If you don't know how to use the developer console. Please use a search engine to find it (it varies per browser and operating system).

If you have errors. Check where in the code they happened. If it's your code, then it's probably your mistake too and not something you should be asking us, while if it's Plyr code it's likely a Plyr bug (it's not always this simple though).

Isolate the issue

Remove everything you don't need to demonstrate the issue. Keep only the HTML and CSS needed to show the problem, only the javascript code related to the problem, and no external frameworks or libraries, unless the issue only happen with the specific library or framework.

This also means you should remove Plyr and use native HTML5 video when applicable, to verify this really is a Plyr issue.

If you don't know how the problem is happening, remove one isolated part at the time while testing if the problem remains. Doing this often helps you find out if it was a mistake that you made, or external factor that's not related to Plyr. If it's neither of these it'll help you get closer to the issue.

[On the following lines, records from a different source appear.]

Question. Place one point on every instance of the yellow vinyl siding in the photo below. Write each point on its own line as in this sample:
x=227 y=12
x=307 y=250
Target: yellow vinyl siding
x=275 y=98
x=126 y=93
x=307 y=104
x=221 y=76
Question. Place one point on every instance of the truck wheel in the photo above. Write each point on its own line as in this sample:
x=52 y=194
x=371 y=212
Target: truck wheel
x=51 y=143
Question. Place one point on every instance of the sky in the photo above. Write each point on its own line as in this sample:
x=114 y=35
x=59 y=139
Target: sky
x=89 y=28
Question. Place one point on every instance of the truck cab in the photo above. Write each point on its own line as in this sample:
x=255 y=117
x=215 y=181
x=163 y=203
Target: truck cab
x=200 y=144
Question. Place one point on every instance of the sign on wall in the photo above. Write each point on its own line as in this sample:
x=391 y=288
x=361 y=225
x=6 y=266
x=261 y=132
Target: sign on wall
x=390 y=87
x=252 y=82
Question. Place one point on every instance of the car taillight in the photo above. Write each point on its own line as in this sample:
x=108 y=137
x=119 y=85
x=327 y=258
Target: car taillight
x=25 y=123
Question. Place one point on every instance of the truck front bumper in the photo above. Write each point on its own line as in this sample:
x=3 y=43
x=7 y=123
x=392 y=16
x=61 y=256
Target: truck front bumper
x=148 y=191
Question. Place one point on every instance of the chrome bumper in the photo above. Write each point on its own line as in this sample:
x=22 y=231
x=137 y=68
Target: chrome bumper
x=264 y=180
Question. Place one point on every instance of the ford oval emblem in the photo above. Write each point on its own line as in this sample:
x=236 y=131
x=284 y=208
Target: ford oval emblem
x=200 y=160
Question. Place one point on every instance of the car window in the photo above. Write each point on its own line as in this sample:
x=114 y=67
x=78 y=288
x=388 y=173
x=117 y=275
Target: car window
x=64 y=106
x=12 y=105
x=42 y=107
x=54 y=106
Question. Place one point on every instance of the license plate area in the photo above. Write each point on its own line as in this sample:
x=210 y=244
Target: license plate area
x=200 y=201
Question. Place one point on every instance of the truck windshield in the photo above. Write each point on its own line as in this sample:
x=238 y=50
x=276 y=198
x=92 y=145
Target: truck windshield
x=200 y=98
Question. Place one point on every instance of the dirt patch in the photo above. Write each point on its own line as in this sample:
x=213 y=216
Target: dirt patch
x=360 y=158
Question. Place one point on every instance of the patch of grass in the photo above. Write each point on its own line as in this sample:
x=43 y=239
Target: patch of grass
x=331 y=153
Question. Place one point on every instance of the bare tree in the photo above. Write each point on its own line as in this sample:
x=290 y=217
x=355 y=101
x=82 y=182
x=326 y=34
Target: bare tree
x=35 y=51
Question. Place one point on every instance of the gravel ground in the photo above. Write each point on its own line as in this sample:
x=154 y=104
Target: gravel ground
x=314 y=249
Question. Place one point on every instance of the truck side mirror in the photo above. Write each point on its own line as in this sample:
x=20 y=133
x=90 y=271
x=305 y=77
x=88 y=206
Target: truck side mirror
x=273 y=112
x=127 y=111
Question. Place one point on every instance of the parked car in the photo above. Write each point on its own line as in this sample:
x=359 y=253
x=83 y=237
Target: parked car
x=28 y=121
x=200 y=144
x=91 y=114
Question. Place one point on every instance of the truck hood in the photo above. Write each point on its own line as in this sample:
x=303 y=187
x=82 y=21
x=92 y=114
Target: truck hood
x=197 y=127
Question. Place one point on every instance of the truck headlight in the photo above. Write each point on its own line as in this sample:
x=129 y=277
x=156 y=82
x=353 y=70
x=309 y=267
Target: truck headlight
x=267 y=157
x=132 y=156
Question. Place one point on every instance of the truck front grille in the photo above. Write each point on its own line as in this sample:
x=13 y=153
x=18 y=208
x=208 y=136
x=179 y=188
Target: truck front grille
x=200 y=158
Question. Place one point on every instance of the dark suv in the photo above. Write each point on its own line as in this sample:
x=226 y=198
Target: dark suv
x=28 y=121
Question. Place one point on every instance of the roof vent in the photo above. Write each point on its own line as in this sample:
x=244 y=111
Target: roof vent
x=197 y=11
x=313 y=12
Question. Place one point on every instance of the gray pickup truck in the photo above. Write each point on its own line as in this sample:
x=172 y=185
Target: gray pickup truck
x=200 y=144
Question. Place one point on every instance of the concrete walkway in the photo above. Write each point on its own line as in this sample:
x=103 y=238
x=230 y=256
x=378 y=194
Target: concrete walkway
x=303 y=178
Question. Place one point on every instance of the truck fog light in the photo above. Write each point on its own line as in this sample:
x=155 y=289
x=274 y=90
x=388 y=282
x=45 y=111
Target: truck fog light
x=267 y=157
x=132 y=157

Libraries and frameworks are just code, so most of the time you have an issue with a library or framework breaking Plyr's behavior it's better to demonstrate it by writing code that creates the same problem that the library or framework did. If it's the other way (Plyr breaking a library or framework) it may be a good idea to include the library or framework in the replication demo, in addition to describing the issue and documenting the code. You should do this without making the assumption that the reader has used the library or framework before.

Put it up online

Unless your issue is super simple to replicate, just showing us a code snippet or link to a website with the problem isn't enough. We have set up minimal Codepen templates that makes it easy for you to get started and creating test cases. You don't have to use Codepen in particular, but if you don't, then please something a similar to create a demo of the problem. It saves us a lot of time.

If your issue isn't super complex (which it shouldn't be by now), you should be able to move the code to your new "pen" quite easily. If the problem only happens to you locally and not with our templates, it's probably due to issues with your local environment, server or media, which doesn't have anything to do with Plyr (see our FAQ)

Describe the problem

When you report an issue on github or describe your problem on our Slack, we need to know the answer to these questions

  • Does it happen only with specific options and/or specific browsers?
  • Does is happen only with HTML5 video, audio, YouTube, Vimeo or a specific library?
  • Link to where the issue is happening (our demo or a codepen)
  • Are you getting any errors in the developer console?